This is the latest in a series of limited perspective movie reviews. These reviews, inspired by a Letterman bit, look at only one narrow aspect of a movie, related to software engineering or software business.
SPOILER ALERT: These reviews assume you have seen the movie.
Here’s Inception, Twilight: Eclipse, Twilight: Breaking Dawn, Star Trek, and Alien.
Oz is set in 1905, so it doesn’t have much advanced technology. I researched the novels of Frank L. Baum, and I was surprised to learn that he wrote a novel that introduced the idea of augmented reality. Also, in the Wizard of Oz novel, the emerald city isn’t made of emerald (as it is in the original movie and this one), but instead, Dorothy and her companions are given glasses to wear that make it look as if it is. Unfortunately, since my review is limited to Oz, the movie, I can’t write up a comparison between that and Google Glasses.
Instead, I’ll concentrate on the one big use of advanced technology, the wizard’s “ghostly head” effect. If you remember the Wizard of Oz, we first see the wizard as a ghostly head appearing in smoke.
Later, this is revealed to a projection from a complex machine operated by a man behind a curtain.
In Oz, we get a little insight into this machine. It’s implied that it was inspired by the Projection Praxinoscope.
He combined the idea with Phantasmagoria, which is the projection onto smoke.
The thing is, in both of these technologies, you need to put the image on a transparent slide to shine light through. In the wizard’s case, he was able to project his live head (not a series of still images). I see no reference to this technique anywhere, but it’s a plot point that he’s being helped by The Master Tinkerer (who, in the novels, created the Tin Man), so we can assume that he could invent something.
The only thing I can think of is using a one-way mirror somehow. When I researched that, I found Pepper’s ghost:
In this case, you are looking through a view-port (red rectangle) at an angled one-way mirror (green rectangle). The left area is out of view, and shows up in the mirror when it is lit.

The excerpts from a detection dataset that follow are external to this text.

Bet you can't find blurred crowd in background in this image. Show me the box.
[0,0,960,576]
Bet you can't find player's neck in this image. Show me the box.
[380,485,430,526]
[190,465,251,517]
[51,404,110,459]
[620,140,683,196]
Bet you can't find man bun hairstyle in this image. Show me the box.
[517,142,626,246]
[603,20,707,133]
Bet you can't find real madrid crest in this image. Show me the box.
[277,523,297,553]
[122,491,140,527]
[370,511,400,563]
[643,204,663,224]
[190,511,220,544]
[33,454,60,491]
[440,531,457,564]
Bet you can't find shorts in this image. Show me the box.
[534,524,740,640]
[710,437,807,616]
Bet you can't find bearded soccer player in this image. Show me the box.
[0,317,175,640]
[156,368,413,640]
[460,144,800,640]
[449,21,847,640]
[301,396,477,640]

You make the ghost appear and disappear by raising and dimming the light in the off-stage area as compared to the area through the mirror.
So, it’s not a projection, but I could imagine a master tinkerer and Oz (who is himself a master in prestidigitation), could figure out some way to combine these technologies (all available in the late 1800’s) to a new live smoke projection effect.
What I can’t imagine is how the older wizard is able to upgrade this to show the green, bald head instead of his own.